The health service said the accuracy of the data is reliant on the availability and transfer of information by healthcare providers, and patients may have had more than one pre-existing condition.
Bridget Turner, the director of policy at Diabetes UK, said: “The fact that more than a quarter of people who have died with Covid-19 have diabetes underlines the urgent need to ensure better protection, and extra support is available to those in the clinically vulnerable groups.
“We also need urgent action from the Government to understand the detail behind this figure, including diabetes type, age, ethnicity, medical history and comorbidities of those who have sadly died, so we can know how to keep all people with diabetes safe.
“The Government must ensure urgently that employers take all the necessary measures to keep employees with diabetes safe if they are expected to attend work outside the home as restrictions are eased.”
Professor Partha Kar, the national speciality adviser on diabetes for the NHS said: “It is clear that people with diabetes are more at risk of dying from Covid-19, and more detailed analysis is currently under way to understand the link between the two, although initial findings indicate that the threat in people under 40 continues to be very low.
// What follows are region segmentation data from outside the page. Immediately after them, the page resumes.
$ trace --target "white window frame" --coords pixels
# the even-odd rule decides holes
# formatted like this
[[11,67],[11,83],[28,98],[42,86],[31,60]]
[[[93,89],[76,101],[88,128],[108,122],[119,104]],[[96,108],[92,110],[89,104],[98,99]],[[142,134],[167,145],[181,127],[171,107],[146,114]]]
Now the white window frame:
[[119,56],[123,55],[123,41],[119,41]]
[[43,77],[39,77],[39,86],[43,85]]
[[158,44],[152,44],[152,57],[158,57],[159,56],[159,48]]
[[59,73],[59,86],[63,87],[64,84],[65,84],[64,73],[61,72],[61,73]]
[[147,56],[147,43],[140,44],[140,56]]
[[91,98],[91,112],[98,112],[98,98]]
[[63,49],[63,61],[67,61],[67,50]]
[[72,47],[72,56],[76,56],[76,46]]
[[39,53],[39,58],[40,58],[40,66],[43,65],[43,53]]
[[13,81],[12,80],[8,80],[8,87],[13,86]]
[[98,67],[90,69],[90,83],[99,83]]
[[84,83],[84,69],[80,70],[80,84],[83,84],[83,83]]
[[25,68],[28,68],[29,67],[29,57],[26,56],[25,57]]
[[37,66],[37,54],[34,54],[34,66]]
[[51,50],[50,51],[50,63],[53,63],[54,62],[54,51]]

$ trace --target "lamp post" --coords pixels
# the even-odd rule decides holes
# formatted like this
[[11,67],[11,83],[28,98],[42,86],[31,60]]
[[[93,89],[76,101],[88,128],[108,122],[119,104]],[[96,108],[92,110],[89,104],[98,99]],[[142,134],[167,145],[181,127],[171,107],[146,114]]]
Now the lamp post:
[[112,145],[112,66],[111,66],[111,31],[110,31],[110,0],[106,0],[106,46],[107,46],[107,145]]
“The NHS has put extra measures in place so that people living with diabetes can manage their condition better during the pandemic, including a range of online services, video consultations with your local clinical team and a dedicated helpline for those who need advice.”
Meanwhile, the data also shows that 4,048 – 19 per cent – of those who died in hospitals in England since March 31 had dementia. The figures revealed that 3,254, or 15 per cent, were reported to have chronic pulmonary disease, while 1,549 had asthma.
The new data follows a study which found that obese people hospitalised with coronavirus are almost 40 per cent more likely to die than slimmer patients.